Re: keep alive connections
On Fri, 7 Nov 2003, Hrvoje Niksic wrote: > Persistent connections were available prior to HTTP/1.1, although they were > not universally implemented. Wget uses the `Keep-Alive' request header to > request persistent connections, and understands both the HTTP/1.0 > `Keep-Alive' and the HTTP/1.1 `Connection: keep-alive' response header. HTTP 1.1 servers don't (normally) use "Connection: keep-alive". Since 1.1 assumes persistant connections by default they only send "Connection: close" if they aren't. -- -=- Daniel Stenberg -=- http://daniel.haxx.se -=- ech`echo xiun|tr nu oc|sed 'sx\([sx]\)\([xoi]\)xo un\2\1 is xg'`ol
Re: keep alive connections
Laura Worthington <[EMAIL PROTECTED]> writes: > When I have been testing with wget, wget requests a keep alive > connection, but the responses it receives say "connection close". > > So, it does exactly this...it creates a socket, closes it, reopens > it with the next URL `Connection: close' means that the server will close the connection after the request, i.e. that it has chosen to disregard Wget's keep-alive request. That happens with some servers. > Is it possible to force the situation where you open a connection, > and it doesn't close until completion? You cannot force the server not to close a connection, but if the server cooperates, that's exactly what happens. For example: $ ./wget http://www.apache.org http://www.apache.org/foundation/ --00:53:42-- http://www.apache.org/ ... Resolving www.apache.org... 209.237.227.195 ... --00:53:44-- http://www.apache.org/foundation/ ... Reusing connection to www.apache.org:80. ... Wget has kept the connection to www.apache.org and is reusing it. That can even work for multiple virtual hosts, as long as they share a network interface. For example: $ wget www.apache.org httpd.apache.org --00:50:38-- http://www.apache.org/ ... Connecting to www.apache.org|209.237.227.195|:80... connected. ... --00:50:40-- http://httpd.apache.org/ ... Reusing connection to httpd.apache.org:80. ... In this case, Wget has figured out that `www.apache.org' and `httpd.apache.org' are one and the same and that it doesn't need to reconnect to the same IP address. > Example: > Can I do something where > > wget www.yahoo.com weather.yahoo.com > > reuses the connection between these two URL's? Those two hosts have different IP addresses, so they cannot share a connection. > Do you have an idea of when HTTP 1.1 support will be available? It might be there for the 1.10 release, but I can't guarantee that.

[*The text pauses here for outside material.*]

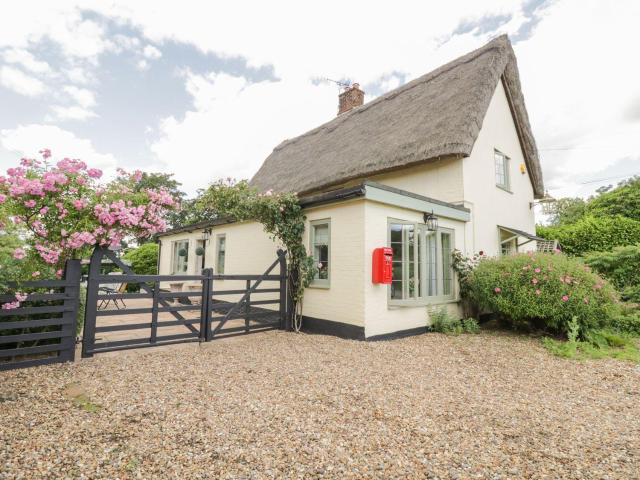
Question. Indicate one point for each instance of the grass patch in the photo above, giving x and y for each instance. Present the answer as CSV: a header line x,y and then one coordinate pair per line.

Re: keep alive connections
Laura Worthington <[EMAIL PROTECTED]> writes: > I am confused as to how wget supports keep alive. I am using 1.8.2. > Persistent connections are part of HTTP 1.1, but wget is using HTTP > 1.0. Persistent connections were available prior to HTTP/1.1, although they were not universally implemented. Wget uses the `Keep-Alive' request header to request persistent connections, and understands both the HTTP/1.0 `Keep-Alive' and the HTTP/1.1 `Connection: keep-alive' response header. Most servers support both styles of persistent connections because HTTP/1.0 clients were in extremely wide use when those servers were designed and implemented. (This is the case with Apache, but probably also with IIS and other major players in the field.) A new generation of servers might be expected to only support persistent connections when talking to HTTP/1.1 clients, but then again Wget will get HTTP/1.1 support at some point too.